Internet a changé la donne en matière de jeux. Aujourd’hui, l’Union Européenne veut ouvrir  les paris sportifs en ligne. En tant qu’entreprise, ce qui m’intéresse, c’est que l’on soit dans un cadre qui ne soit plus contesté et dans un cadre responsable, propice au contrôle, car le jeu est une activité sensible qui doit être régie, dans l’intérêt des joueurs, par des règles strictes.  

Considérez-vous Internet comme une menace ?
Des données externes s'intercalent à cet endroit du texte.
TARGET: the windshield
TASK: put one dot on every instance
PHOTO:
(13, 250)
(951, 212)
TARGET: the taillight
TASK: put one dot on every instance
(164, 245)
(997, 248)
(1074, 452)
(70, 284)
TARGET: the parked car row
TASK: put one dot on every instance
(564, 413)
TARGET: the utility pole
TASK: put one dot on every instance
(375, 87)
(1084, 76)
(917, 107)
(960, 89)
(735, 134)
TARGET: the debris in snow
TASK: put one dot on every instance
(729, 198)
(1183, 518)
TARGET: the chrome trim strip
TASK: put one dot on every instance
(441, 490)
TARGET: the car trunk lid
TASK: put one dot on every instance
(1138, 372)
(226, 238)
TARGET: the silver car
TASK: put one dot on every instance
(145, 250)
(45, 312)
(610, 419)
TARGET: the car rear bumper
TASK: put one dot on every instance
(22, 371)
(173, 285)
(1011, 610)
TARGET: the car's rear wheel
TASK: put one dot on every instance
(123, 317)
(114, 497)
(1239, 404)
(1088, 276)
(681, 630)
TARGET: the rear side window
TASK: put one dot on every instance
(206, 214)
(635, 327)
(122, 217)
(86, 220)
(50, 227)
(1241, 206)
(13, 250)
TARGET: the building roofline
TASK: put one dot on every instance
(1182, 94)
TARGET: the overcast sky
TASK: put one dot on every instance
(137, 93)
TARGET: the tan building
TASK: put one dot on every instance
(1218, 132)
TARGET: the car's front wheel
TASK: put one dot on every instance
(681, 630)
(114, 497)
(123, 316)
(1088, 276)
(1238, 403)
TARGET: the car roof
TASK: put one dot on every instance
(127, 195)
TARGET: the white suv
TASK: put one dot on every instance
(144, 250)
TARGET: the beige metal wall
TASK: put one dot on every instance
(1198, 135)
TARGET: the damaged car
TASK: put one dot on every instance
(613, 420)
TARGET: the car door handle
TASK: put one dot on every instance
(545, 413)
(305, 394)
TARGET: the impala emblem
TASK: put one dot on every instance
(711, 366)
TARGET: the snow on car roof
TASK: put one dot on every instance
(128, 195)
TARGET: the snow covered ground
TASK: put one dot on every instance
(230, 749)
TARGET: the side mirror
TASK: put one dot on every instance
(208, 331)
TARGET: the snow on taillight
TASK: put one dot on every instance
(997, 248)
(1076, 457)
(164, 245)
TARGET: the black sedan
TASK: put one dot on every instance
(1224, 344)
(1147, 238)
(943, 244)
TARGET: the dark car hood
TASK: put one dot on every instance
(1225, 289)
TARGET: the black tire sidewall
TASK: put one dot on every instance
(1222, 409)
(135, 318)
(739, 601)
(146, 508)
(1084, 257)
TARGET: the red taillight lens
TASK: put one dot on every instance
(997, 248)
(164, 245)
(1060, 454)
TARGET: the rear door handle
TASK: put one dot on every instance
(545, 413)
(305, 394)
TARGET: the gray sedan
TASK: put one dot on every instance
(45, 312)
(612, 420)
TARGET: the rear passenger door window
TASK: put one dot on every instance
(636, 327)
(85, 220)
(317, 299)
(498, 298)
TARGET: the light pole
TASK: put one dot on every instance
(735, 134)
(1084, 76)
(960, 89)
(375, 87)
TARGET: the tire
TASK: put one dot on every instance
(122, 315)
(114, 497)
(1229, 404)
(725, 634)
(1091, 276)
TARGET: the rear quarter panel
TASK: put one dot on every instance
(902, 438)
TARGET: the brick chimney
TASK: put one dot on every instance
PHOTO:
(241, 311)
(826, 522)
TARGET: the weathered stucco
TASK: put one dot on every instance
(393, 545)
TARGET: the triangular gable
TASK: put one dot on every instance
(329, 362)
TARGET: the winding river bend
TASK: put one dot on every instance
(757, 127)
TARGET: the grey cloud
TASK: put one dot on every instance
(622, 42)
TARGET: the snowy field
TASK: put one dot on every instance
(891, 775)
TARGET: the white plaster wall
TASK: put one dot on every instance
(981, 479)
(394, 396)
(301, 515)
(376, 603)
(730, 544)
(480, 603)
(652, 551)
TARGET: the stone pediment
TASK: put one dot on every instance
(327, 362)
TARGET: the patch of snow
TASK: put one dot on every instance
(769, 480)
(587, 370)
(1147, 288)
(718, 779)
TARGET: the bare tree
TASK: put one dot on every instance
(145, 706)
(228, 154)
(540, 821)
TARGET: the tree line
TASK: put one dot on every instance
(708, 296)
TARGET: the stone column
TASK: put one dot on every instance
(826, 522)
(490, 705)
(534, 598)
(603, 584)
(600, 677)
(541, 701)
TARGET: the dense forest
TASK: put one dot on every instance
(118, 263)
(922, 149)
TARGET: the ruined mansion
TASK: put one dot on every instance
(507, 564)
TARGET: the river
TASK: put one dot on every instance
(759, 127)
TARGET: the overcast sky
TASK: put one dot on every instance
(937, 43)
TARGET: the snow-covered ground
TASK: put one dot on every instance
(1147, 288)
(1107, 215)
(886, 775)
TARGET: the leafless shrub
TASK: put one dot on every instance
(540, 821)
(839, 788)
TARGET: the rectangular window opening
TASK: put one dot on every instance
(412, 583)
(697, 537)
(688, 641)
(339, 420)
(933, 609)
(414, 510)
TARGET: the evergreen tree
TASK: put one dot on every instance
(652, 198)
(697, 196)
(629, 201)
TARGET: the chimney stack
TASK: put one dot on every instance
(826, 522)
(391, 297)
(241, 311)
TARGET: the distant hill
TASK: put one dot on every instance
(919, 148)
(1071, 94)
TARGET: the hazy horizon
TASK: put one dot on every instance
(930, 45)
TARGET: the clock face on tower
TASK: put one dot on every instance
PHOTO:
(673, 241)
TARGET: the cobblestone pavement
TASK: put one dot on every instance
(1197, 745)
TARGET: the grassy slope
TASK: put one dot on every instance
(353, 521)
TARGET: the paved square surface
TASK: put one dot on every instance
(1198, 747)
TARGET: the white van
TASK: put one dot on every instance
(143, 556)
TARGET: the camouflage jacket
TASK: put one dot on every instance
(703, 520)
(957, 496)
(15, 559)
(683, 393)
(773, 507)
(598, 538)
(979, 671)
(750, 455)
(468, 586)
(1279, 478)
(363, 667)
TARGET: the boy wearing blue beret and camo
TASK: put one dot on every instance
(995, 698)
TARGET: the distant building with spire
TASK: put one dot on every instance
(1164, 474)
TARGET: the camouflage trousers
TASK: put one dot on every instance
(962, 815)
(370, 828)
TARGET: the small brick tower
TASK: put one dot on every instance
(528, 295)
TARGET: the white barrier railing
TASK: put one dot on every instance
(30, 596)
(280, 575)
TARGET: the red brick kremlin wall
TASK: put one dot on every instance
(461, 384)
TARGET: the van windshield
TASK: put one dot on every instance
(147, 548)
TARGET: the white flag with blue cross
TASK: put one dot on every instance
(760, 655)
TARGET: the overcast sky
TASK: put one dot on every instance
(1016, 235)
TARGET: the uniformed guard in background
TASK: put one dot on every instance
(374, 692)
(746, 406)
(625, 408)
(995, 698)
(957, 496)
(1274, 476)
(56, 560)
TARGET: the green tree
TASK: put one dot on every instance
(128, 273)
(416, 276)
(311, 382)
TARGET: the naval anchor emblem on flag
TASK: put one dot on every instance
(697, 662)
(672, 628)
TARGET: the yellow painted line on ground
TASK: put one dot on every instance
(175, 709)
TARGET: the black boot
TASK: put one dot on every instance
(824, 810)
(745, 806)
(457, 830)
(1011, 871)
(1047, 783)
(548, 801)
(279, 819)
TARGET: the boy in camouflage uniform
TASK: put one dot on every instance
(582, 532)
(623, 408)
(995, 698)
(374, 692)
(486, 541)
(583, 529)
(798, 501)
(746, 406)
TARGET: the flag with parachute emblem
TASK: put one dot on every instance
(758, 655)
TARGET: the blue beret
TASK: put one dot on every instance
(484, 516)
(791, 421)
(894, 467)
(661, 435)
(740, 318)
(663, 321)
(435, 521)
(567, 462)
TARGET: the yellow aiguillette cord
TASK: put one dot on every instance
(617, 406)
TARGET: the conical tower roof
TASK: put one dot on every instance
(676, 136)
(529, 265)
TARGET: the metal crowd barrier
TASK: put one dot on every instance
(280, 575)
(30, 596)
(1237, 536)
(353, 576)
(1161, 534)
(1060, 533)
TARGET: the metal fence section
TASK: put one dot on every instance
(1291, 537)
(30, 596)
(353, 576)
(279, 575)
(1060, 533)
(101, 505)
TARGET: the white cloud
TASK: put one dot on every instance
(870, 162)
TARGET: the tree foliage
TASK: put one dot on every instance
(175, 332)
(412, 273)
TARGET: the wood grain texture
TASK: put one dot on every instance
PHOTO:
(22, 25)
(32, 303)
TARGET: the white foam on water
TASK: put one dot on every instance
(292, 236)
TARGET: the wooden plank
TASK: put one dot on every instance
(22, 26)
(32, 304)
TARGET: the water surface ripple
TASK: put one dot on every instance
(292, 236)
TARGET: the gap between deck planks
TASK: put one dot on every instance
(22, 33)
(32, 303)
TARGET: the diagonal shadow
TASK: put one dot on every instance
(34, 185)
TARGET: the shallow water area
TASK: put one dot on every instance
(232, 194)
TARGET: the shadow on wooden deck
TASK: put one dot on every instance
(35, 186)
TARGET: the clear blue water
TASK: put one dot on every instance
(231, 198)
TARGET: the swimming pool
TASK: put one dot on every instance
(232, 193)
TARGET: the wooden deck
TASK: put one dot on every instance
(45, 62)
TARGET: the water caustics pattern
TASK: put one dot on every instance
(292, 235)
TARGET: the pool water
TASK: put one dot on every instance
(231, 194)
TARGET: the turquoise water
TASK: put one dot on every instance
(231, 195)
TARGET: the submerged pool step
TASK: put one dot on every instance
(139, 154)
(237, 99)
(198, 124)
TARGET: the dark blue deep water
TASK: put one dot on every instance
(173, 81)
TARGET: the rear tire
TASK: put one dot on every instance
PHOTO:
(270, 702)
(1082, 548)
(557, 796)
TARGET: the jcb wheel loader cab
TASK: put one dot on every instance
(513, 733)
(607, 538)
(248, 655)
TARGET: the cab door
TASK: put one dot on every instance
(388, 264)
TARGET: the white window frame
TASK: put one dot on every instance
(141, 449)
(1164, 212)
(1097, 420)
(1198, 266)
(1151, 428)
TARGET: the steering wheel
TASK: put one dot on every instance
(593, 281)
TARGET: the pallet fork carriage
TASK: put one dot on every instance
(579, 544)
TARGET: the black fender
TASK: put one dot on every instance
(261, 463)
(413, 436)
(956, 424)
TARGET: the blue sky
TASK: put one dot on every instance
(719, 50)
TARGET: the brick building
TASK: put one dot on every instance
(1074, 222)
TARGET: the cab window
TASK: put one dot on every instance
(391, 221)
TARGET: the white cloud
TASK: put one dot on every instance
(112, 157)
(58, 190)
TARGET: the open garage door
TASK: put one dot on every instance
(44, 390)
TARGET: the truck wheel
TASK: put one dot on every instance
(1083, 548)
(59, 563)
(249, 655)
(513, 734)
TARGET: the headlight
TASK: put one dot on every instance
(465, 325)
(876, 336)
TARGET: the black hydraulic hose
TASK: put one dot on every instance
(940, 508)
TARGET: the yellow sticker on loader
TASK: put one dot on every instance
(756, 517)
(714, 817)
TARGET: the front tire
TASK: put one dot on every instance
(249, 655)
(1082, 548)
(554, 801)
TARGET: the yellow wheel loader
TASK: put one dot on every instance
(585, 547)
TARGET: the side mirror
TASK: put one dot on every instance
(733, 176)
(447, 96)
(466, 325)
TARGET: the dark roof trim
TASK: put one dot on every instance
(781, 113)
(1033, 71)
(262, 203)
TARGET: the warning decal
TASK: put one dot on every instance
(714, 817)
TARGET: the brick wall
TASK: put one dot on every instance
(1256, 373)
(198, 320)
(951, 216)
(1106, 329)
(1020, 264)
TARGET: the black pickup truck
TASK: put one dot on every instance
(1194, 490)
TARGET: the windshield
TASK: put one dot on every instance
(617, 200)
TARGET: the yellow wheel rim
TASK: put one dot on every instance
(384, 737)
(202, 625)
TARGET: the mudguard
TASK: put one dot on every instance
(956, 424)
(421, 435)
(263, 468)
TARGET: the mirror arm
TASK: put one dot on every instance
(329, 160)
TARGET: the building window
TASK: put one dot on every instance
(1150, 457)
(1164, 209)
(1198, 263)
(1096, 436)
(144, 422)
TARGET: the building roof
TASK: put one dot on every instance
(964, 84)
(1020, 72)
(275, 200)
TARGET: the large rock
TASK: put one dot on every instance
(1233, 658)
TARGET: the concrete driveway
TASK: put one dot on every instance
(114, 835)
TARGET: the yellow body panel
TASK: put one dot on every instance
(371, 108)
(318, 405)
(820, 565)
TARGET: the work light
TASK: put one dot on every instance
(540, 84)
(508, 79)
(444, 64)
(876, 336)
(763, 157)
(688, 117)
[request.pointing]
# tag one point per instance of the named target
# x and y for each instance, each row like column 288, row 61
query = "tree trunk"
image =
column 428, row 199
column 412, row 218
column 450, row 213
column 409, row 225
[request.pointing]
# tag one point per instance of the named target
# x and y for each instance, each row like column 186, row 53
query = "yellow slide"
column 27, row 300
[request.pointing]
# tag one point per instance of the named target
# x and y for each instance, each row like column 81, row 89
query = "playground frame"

Aujourd’hui, l’ensemble des paris sportifs représente 400 millions d’euros de chiffre d’affaires à la Française des Jeux, dont 10 millions réalisés sur Internet. Notre offre en ligne, qui existe depuis 2001, est très encadrée. C’est pourquoi elle représente moins de 2% de notre chiffre d’affaires, contre 15% pour les loteries scandinaves. S’agissant de l’ouverture du marché, la Française des Jeux sera toujours à l’aise dans un cadre de responsabilité et d’équité. Mais nous devons avoir le temps de nous préparer afin de pouvoir affronter la concurrence.  

Quels sont les risques du jeu sur Internet ?

Les paris sportifs sur internet cumulent trois risques. Le risque que les parieurs jouent trop. Les risques de corruption sportive : on l’a vu dernièrement avec le tennis. Enfin, les risques liés à Internet, qui permet à un opérateur de s’installer partout et de choisir sa localisation en fonction des avantages fiscaux d’un pays ou des facilités règlementaires d’un autre. La législation actuelle fondée sur un contrôle territorial doit être adaptée à la spécificité d’Internet. Il faut que le jeu soit réservé aux majeurs, que la consommation de jeux soit encadrée, c’est-à-dire qu’il y ait un plafond pour que personne ne se ruine en jouant 24 heures sur 24. Enfin, il faut que les paris aient un intérêt sportif.  

L’ouverture à la concurrence est-elle souhaitable ?

Cela va dans le sens de l’avènement d’Internet. Mais je rappelle que cela comporte aussi certains risques. Avec la multiplication des opérateurs, si ces opérateurs ne partagent pas les informations, il y a un risque, notamment en matière de blanchiment d’argent. Nous sommes prêts à partager les meilleures pratiques, comme nous l’avons fait avec 72 loteries européennes lorsque nous avons mis en place notre code européen sur les pronostics sportifs.  

Après les paris en ligne, peut-on envisager une ouverture plus large ?

La mise en demeure de la commission européenne concerne les paris en ligne. La Commission n’a pas posé la question des autres jeux. L’ouverture des paris sportifs sur internet est déjà en soi un événement important.